Open YicongHong opened 1 year ago
I am wondering if it will require the real images (the original MP3D images) to produce high-quality top down photo, but it seems that HM3D doesn't provide those viewpoint coordinates / images?
Or I can simply randomly sample points in the environment and use depth to project the RGB to topdown view.
Edit: I just notice that the HM3D dataset webpage (https://aihabitat.org/datasets/hm3d/) has very high quality topdown RGB images, but they are in different scales (enviroment sizes are different). May I know how should I scale each image becasuse I want to project a 3D position onto those maps?
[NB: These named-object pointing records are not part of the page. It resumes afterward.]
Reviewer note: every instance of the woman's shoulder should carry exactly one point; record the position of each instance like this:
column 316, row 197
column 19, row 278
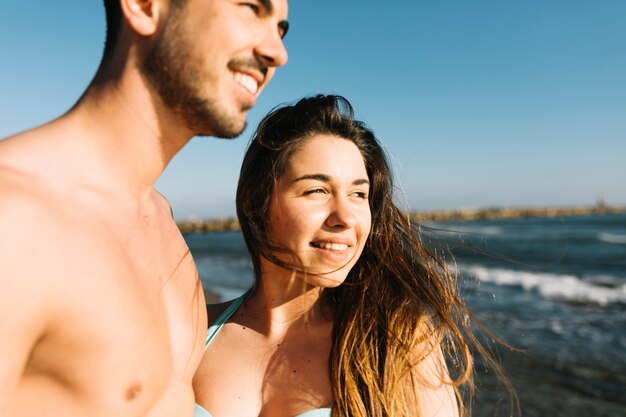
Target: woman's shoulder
column 216, row 310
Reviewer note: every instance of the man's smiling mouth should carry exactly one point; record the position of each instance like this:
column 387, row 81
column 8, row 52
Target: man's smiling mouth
column 246, row 81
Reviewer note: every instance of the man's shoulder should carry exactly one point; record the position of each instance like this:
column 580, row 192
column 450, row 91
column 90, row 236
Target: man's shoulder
column 42, row 228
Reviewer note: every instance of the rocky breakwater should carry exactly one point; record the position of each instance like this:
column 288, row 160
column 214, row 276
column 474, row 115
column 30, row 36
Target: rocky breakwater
column 513, row 212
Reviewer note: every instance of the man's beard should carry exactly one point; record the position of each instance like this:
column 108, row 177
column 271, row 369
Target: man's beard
column 170, row 69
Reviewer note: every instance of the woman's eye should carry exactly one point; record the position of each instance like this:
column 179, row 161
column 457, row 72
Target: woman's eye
column 315, row 191
column 253, row 6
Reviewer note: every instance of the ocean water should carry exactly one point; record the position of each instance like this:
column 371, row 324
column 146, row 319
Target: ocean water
column 554, row 288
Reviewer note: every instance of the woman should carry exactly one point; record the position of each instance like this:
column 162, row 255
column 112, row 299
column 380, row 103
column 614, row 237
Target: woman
column 349, row 311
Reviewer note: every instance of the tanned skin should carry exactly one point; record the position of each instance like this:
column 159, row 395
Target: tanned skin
column 101, row 309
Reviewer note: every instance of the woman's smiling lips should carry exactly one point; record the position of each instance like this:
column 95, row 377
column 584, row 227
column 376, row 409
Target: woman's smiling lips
column 336, row 250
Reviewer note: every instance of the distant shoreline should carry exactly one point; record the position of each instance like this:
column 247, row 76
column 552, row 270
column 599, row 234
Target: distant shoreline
column 231, row 223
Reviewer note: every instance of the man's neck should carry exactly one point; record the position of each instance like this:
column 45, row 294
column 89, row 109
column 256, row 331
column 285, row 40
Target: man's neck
column 129, row 128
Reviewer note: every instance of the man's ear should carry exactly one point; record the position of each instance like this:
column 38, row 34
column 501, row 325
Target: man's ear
column 142, row 15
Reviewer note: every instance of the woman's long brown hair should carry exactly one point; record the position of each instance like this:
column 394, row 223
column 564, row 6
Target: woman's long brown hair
column 398, row 298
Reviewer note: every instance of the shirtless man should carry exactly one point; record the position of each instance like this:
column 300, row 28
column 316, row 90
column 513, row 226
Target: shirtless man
column 101, row 308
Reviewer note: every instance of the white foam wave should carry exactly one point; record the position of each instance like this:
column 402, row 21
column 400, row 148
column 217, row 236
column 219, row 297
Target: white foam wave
column 552, row 286
column 612, row 238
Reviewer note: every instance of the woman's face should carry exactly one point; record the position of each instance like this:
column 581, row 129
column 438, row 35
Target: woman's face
column 319, row 208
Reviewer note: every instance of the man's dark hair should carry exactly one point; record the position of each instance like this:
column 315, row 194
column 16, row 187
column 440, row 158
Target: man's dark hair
column 113, row 13
column 114, row 17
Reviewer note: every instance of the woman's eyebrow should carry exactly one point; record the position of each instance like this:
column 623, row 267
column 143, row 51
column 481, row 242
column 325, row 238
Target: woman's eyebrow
column 326, row 178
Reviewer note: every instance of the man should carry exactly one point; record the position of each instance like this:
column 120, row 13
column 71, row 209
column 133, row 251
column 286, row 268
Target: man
column 101, row 308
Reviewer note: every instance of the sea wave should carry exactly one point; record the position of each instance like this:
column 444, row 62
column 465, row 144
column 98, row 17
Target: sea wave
column 558, row 287
column 612, row 238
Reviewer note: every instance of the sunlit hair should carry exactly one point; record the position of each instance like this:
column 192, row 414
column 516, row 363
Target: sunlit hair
column 398, row 302
column 113, row 13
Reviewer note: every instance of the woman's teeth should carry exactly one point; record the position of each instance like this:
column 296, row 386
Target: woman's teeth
column 331, row 246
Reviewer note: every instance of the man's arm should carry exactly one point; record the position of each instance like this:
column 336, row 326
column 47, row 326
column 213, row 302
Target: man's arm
column 23, row 286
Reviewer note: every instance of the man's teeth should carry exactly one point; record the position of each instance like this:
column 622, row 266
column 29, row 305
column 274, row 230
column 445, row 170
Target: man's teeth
column 246, row 82
column 331, row 246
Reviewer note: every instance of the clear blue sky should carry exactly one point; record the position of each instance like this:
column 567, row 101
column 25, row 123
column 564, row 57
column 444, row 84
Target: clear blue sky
column 480, row 103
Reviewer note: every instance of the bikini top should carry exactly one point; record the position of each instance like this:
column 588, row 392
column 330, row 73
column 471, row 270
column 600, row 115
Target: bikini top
column 214, row 329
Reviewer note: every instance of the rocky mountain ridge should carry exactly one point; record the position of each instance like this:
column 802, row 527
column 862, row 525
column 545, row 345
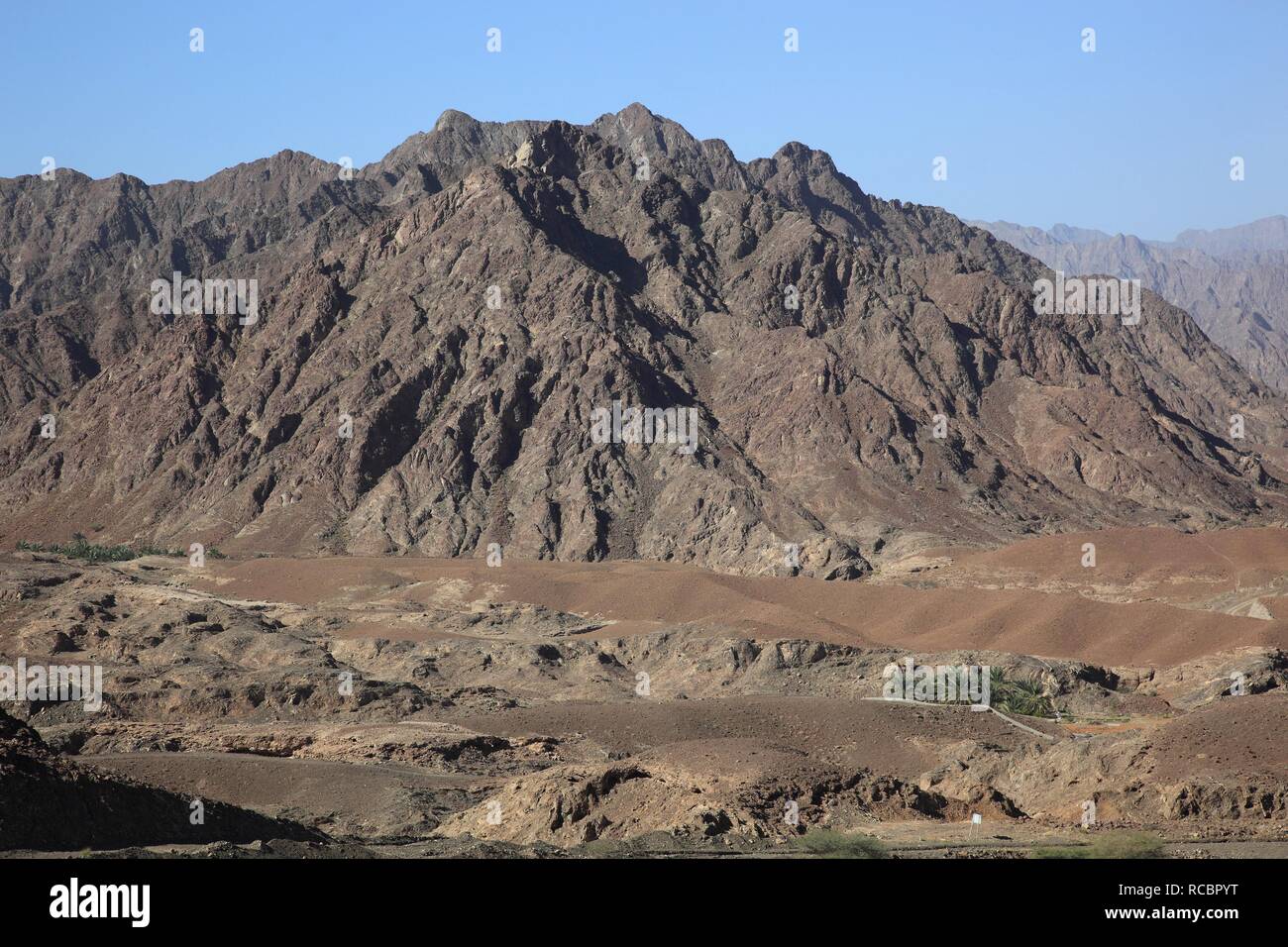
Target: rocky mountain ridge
column 437, row 329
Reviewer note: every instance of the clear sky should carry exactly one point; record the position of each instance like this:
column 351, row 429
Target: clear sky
column 1136, row 137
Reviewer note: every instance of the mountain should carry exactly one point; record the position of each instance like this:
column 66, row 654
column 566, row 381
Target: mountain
column 1233, row 281
column 469, row 304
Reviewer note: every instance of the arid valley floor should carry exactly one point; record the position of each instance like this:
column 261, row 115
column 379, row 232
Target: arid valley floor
column 413, row 706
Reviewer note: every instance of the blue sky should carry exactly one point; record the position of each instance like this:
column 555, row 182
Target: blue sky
column 1134, row 137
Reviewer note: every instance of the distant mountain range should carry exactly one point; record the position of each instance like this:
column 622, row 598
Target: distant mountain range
column 436, row 333
column 1233, row 281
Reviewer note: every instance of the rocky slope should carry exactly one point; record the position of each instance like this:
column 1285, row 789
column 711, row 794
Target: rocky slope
column 1234, row 281
column 472, row 299
column 50, row 802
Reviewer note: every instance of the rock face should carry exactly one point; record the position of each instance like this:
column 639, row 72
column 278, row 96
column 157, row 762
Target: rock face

Many thanks!
Will be great if you can release all the topdown RGB images for each floor for all environments and specify the scale for each of them :D Thanks!!!
@YicongHong,
Thanks for your interest. We generated the top-down views using the orthographic camera from habitat-sim. Here is a short snippet to get raw and unscaled maps with a pixel-resolution of 0.05m x 0.05m. You will need access to this function from the metrics script.
You can pass a glb_path
to the render_topdown_views
function to get the top-down images for each floor.
import os
import cv2
import math
import tqdm
import glob
import imageio
import argparse
import numpy as np
import habitat_sim
import multiprocessing as mp
from metrics import get_floor_navigable_extents
TOPDOWN_WIDTH = 1280
def make_ortho_habitat_configuration(scene_path):
# simulator configuration
backend_cfg = habitat_sim.SimulatorConfiguration()
backend_cfg.scene_id = scene_path
if habitat_sim.__version__ == "0.1.7":
# agent configuration
sensor_cfg = habitat_sim.SensorSpec()
sensor_cfg.resolution = [4096, 4096]
# Reference: src/esp/bindings/SensorBindings.cpp
sensor_cfg.sensor_type = habitat_sim.SensorType.COLOR
sensor_cfg.sensor_subtype = habitat_sim.SensorSubType.ORTHOGRAPHIC
sensor_cfg.parameters['far'] = '1000'
sensor_cfg.parameters['near'] = '0.01'
sensor_cfg.parameters['fov'] = '90'
sensor_cfg.parameters['ortho_scale'] = '0.05'
else:
sensor_cfg = habitat_sim.CameraSensorSpec()
sensor_cfg.resolution = [4096, 4096]
sensor_cfg.sensor_type = habitat_sim.SensorType.COLOR
sensor_cfg.sensor_subtype = habitat_sim.SensorSubType.ORTHOGRAPHIC
sensor_cfg.far = 1000.0
sensor_cfg.near = 0.01
sensor_cfg.hfov = 90
sensor_cfg.ortho_scale = 0.05
sensor_cfg.clear_color = [0., 0., 0., 0.]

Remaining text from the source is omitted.